What is the best foundation for an agile operating model to innovate quickly and cheaply, test products and services in the market, refine them, and release them to consumers faster? We believe the answer is to focus on employees—the most important asset of any consumer goods company, even before the brands. An agile workforce should be central to any CEO agenda.

To apply faster ways of working, here are six things consumer companies must get right:

  1. Give power to your people: Successful companies increasingly ask employees to apply their own judgment and actively drive their organization’s success. To do this without fragmenting decision-making and slowing things down, allow agile teams the necessary authority to get things done.
  2. Foster an entrepreneurial mindset: Form smaller, cross-functional teams that pursue their own ideas (and get a budget for it). With more liberty comes more responsibility: Failing is encouraged, but if it happens too often, consequences follow. Fast companies ask their employees: If you were the owner, what would you do?
  3. Make change personal: Inspiring role models embody specific ideas in a meaningful and visible way. What might initially be perceived as a marketing slogan (e.g., a customer-focused entrepreneurial way of working) easily comes to life when demonstrated in person.
  4. Offer a change narrative: A well-tailored narrative of how the company plans to shift its model helps employees grasp what must be changed and supports the transformation process.
  5. De-stack and de-clutter: Eliminate unnecessary meetings, events and travel, allowing people to focus on what really matters. Daylong meetings with 20 people—15 of whom should not be attending—do not occur and employees travel only when a video conference or telephone call is not an option.
  6. “Let go” in a healthy way: Where necessary, maintain control over brands, marketing budgets and decision rights from a global perspective; where possible, allow your countries to seize granular growth opportunities through local, entrepreneurial activities.
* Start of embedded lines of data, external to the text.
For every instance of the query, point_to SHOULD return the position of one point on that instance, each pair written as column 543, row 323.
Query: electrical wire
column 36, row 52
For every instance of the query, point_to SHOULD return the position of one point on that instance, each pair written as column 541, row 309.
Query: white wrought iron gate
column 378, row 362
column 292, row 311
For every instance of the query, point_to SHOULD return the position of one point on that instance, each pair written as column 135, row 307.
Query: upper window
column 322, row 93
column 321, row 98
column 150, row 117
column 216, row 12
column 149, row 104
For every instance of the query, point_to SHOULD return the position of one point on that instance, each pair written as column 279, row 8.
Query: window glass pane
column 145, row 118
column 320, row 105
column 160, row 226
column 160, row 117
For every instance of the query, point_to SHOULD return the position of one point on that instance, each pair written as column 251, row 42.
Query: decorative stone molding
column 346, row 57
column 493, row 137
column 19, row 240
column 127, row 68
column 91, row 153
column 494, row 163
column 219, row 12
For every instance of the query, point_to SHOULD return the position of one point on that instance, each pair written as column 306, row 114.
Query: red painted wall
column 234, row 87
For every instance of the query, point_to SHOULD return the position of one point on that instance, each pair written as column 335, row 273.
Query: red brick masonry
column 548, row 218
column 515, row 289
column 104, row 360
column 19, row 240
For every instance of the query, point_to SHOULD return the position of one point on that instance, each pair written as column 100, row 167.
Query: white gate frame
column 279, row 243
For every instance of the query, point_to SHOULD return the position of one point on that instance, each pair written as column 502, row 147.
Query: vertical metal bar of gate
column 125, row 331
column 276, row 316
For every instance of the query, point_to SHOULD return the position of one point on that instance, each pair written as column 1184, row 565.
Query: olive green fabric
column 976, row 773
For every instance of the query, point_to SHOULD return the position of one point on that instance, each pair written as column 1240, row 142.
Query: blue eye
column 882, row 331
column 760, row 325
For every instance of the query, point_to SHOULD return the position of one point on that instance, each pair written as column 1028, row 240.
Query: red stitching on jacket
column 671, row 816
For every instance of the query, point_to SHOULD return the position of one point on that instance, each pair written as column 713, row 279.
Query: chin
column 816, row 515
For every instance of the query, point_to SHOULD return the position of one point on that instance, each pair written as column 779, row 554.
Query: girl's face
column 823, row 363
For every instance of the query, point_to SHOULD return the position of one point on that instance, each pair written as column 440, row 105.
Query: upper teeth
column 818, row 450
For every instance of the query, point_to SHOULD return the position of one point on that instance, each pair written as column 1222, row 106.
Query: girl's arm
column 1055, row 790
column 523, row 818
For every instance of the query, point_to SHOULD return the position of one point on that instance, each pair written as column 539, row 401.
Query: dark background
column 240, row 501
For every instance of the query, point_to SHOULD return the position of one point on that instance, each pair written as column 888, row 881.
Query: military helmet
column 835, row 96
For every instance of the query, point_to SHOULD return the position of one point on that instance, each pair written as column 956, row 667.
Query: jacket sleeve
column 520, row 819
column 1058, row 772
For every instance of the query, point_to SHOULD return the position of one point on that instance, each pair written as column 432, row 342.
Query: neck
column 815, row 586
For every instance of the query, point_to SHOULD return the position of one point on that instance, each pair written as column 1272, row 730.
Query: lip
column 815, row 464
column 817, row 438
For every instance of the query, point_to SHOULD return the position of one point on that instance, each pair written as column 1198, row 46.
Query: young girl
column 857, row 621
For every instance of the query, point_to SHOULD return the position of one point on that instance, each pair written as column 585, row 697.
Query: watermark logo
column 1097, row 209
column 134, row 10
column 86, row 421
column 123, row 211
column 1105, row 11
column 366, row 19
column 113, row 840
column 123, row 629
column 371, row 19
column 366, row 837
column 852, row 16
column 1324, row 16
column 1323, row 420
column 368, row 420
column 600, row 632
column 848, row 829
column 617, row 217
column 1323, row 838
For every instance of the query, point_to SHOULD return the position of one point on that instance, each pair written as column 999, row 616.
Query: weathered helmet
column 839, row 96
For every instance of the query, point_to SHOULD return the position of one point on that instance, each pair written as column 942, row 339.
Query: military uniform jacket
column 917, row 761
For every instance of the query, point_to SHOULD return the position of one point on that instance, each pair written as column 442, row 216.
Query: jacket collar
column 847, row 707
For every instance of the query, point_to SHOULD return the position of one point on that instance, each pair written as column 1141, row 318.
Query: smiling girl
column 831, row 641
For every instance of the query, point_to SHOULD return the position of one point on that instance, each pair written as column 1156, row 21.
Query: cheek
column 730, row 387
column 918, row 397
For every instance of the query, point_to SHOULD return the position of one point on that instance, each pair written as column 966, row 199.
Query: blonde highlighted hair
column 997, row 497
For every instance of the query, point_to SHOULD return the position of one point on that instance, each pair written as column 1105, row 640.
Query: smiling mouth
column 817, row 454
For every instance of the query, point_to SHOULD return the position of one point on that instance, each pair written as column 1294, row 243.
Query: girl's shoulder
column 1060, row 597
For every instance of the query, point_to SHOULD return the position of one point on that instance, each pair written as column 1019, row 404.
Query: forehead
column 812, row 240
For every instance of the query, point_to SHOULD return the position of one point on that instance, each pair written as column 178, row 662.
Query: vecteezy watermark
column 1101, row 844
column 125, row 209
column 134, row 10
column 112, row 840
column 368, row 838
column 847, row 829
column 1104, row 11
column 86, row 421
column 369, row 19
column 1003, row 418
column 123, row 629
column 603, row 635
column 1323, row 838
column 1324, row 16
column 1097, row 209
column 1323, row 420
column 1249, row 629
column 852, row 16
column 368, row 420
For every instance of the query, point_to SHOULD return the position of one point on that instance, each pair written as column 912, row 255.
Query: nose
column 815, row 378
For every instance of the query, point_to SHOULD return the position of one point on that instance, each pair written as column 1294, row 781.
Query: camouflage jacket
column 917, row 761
Converting to a fast and agile company is tough. It requires drastic changes to the operating model and a cultural break. Changing employees’ mindsets, behaviors and ways of working is the harder of the two.

Employees possess a remarkable appetite for change when they see a better, more empowered version of themselves emerging from the process. This unleashes an incredible amount of new energy that can be harnessed to drive the organization toward success.